Im new here. I dont know if this is where I should be but I dont know where else to go.

My mother is dying of cancer.
I just got engaged.
I knew her disease was progressing but I wasnt aware of how bad it had gotten until I called to give her the news ( I live(d) in another state), and she was too weak to even be excited. I tried to talk to her about going dress shopping and she broke the news to me that she could not, she was too weak. I moved to another state for graduate school two months before she was diagnosed. My parents have been downplaying the progression of her disease. I moved home this week to be with her, and cancelled all summer work. Her cancer and complications are rare enough that no one can give us an estimation of her time. It could be days. It could be months.
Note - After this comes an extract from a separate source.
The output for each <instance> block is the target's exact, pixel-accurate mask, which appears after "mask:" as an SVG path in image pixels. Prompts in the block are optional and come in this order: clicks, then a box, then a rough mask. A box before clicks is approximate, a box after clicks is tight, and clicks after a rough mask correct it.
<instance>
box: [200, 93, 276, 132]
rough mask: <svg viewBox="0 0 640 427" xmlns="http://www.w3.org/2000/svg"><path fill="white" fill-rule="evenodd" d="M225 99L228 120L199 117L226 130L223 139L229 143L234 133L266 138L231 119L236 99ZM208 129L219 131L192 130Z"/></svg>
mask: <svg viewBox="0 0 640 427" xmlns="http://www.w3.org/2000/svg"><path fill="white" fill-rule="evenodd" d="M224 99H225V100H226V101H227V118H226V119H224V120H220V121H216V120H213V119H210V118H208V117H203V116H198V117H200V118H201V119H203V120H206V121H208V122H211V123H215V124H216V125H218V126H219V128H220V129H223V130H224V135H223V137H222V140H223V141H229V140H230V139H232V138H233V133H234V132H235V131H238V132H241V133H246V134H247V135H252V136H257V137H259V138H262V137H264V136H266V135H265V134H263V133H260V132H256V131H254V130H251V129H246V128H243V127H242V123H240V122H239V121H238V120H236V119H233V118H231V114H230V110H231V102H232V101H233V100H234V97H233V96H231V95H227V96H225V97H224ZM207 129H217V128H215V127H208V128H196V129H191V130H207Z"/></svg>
I am 28. I am an only child. None of my friends have lost their parents. I have no idea how to do this. I have no Idea how I am going to do this. I dont understand how I can be so happy and so sad all at once. I cant plan my wedding because the thought of not having her there makes me want to break. I cant talk to her about having a small ceremony earlier because she has convinced herself she isnt dying, and is often incoherent. This is complicated by the fact that my fiance, who has been extreemly supportive through all this, is in rural Alaska for work for the next 2 months.

My mother was a force of nature with an opinion about everyone and everything my whole life, and now shes too weak to have an opinion about anything. I hate seeing her like this. I feel like I am losing her inch by excruciating inch.
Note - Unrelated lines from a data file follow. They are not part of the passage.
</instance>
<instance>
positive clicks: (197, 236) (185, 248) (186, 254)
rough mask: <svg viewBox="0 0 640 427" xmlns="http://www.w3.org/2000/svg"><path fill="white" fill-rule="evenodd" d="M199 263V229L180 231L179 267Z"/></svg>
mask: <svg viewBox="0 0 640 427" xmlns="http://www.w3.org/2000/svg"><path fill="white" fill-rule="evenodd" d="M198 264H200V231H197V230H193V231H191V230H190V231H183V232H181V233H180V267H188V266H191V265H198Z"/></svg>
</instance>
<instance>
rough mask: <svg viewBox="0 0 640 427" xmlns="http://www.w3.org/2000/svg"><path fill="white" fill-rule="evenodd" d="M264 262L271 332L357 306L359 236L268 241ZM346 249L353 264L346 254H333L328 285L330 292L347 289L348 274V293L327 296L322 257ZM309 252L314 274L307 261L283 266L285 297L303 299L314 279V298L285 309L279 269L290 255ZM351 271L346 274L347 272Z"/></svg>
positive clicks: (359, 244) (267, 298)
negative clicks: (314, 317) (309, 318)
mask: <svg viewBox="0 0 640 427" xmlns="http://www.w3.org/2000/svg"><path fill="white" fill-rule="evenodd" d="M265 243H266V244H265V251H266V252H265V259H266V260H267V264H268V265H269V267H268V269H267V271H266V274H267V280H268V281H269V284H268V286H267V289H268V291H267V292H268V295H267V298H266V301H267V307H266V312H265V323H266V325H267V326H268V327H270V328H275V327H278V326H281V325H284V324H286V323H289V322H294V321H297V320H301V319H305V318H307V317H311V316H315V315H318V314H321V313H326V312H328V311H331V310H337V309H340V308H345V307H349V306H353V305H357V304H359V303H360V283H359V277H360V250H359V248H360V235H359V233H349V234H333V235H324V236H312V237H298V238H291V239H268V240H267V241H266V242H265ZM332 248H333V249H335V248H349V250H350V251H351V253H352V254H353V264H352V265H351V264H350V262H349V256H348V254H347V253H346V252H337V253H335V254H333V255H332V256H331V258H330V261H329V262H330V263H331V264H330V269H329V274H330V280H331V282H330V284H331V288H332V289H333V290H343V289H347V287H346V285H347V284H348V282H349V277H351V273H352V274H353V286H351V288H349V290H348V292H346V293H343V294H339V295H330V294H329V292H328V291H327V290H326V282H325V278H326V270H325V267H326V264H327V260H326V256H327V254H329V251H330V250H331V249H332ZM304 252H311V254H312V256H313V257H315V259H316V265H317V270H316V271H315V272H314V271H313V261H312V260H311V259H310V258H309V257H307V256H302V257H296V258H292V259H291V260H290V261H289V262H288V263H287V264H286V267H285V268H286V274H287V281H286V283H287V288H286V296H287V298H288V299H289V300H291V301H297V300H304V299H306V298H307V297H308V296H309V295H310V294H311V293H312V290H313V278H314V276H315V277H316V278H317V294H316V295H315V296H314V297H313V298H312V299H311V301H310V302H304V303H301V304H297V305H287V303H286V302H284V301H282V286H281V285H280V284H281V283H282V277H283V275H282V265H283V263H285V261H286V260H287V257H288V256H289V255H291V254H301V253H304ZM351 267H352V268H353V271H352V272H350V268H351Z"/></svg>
How can I be there for my mother, for my father ( whose mother ( my sole grandparent) is also dying). How can I navigate this time when I dont know how much is left? should I plan a wedding? should I wait? What do I do if I get lucky and she lives through the summer? Do I go back to my graduate program and my fiance in another state? do I stay? I could really use some advice from people who have been there. This whole process has been really lonely.